I thought back to the level of… well, entrenchedness I had witnessed from Sherman’s people. They hadn’t been squatting on the surface of the mall: They had been fully integrated with the spaces they were planning to use, having long since converted them to their purposes. Four years would have been sufficient time for the changes I’d seen, and more, for Sherman to have surgically induced all of the chimera I had seen there. If he’d started with one or two, and then trained them to assist him with the medical procedures necessary to make more…
“That’s it,” I said. “At least, I think that’s it.

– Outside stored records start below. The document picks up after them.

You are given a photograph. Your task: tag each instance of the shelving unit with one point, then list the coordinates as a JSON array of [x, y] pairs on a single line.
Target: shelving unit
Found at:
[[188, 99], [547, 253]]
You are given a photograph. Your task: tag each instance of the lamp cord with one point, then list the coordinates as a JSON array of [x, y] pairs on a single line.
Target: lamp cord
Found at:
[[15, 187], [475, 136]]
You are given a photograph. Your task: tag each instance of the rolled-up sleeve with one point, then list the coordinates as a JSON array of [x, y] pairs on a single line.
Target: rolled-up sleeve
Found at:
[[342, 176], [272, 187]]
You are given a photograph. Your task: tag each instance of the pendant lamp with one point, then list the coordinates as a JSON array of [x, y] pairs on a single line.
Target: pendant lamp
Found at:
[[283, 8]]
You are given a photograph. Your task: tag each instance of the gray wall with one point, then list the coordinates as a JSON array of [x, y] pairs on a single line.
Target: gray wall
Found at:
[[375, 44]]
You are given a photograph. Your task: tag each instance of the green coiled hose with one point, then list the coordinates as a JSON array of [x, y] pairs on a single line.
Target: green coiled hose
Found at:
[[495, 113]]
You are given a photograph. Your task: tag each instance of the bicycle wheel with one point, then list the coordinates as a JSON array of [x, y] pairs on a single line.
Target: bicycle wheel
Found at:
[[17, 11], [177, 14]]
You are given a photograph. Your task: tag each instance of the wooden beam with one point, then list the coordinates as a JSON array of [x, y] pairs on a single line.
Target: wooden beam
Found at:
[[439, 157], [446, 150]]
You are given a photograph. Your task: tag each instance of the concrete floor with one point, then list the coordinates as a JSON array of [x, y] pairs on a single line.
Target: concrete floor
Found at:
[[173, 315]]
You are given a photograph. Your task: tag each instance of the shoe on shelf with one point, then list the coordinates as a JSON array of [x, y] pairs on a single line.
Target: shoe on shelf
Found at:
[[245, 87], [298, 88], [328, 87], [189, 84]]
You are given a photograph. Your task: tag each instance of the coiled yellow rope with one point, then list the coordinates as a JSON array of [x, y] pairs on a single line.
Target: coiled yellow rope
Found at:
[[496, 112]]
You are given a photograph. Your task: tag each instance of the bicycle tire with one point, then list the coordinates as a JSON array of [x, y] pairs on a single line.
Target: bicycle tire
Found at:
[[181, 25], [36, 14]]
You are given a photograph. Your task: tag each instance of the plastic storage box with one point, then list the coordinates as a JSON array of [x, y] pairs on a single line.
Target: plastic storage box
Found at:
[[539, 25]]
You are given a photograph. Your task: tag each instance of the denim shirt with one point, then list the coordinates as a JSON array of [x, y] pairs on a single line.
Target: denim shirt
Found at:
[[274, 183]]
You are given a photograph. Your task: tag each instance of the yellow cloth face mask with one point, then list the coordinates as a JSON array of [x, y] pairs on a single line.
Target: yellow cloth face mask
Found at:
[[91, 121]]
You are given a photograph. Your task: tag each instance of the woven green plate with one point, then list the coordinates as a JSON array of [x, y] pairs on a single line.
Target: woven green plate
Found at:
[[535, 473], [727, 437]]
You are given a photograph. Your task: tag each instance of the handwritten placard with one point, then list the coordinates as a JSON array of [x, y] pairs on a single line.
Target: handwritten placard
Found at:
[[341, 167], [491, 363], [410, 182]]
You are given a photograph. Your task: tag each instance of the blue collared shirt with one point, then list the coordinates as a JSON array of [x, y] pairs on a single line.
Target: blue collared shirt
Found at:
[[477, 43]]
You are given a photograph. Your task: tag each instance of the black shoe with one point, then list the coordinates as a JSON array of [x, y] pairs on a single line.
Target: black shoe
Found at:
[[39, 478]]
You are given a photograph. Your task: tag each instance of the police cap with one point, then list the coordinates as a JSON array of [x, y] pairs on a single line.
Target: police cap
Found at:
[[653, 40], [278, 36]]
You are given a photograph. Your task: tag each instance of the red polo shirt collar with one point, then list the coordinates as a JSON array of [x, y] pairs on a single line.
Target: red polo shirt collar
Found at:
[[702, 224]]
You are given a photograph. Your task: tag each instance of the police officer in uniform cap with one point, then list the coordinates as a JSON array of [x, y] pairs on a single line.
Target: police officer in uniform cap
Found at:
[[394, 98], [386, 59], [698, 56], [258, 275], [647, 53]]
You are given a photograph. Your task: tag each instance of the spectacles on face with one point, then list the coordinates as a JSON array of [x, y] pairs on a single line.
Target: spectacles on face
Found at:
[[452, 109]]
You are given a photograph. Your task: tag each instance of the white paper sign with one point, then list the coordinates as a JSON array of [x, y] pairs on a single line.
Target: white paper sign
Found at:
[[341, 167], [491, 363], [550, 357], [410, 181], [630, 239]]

Are there pictures?”
“No, but look.” Fishy tapped the map again. “Here’s Sun Valley. And here”—he moved his finger less than an inch, into the nearby residential zone—“is where we found you. He dumped you next to a different mall. That way, if you insisted that Sherman was in ‘the mall’ instead of ‘a mall,’ we’d be looking in the wrong place.”
His explanation worked, except for one small part. “It wasn’t Sherman who dumped me, it was Ronnie.”
Fishy shrugged. “Makes no difference.”
“Makes all the difference. Ronnie was trying to cover for his boss, even while he was letting me go. Sherman doesn’t know
I had help getting away, unless this was some really complicated double cross that I still don’t understand. So as far as Sherman knows, I figured out where he was hiding forever ago, and then I didn’t bring people to his doorstep.”
“So?” asked Colonel Mitchell.
I took a deep breath. Sometimes it felt like I only had one plan, a plan that predated my existence as a thinking creature: infiltrate; invade; enter without permission. “If we can’t sneak up on him without risking our people, I think I know how we can get inside. It’s not going to be fun. But we can do it.”
Fishy looked at me with stunned approval. Colonel Mitchell, who didn’t understand yet what I was suggesting, just frowned.
“All right,” I began. “This is how we get in…”
Fishy liked my plan: He said it was the sort of stealth mission that would be included in the downloadable content, and probably win some sort of award for clever use of the game mechanics.
Colonel Mitchell didn’t like my plan. He said it was an unnecessary risk, and that it smacked of martyrdom, like I had decided that the only way to prove my loyalty to the human race was to get myself killed trying to defend them. I considered telling him that I had no interest in dying for the human race, but that I’d be willing to die for certain humans. I decided against it. He wasn’t seeing nuance. The fact that he was willing to sit in a room and talk with the monster who had stolen his daughter’s face was nuance enough. He was trying.
Fang didn’t look up from Joyce-turning-Tansy’s chart as I explained that we had found what we believed to be Sherman’s hideout, and what I wanted to do. He just kept making notes and adjusting documentation, until I stopped talking. The silence stretched out for almost half a minute before he looked up, and asked, “Are you quite done telling me what I missed?”
“Yes,” I said, almost meekly.
“Are you here to ask for my permission? Or for my approval?”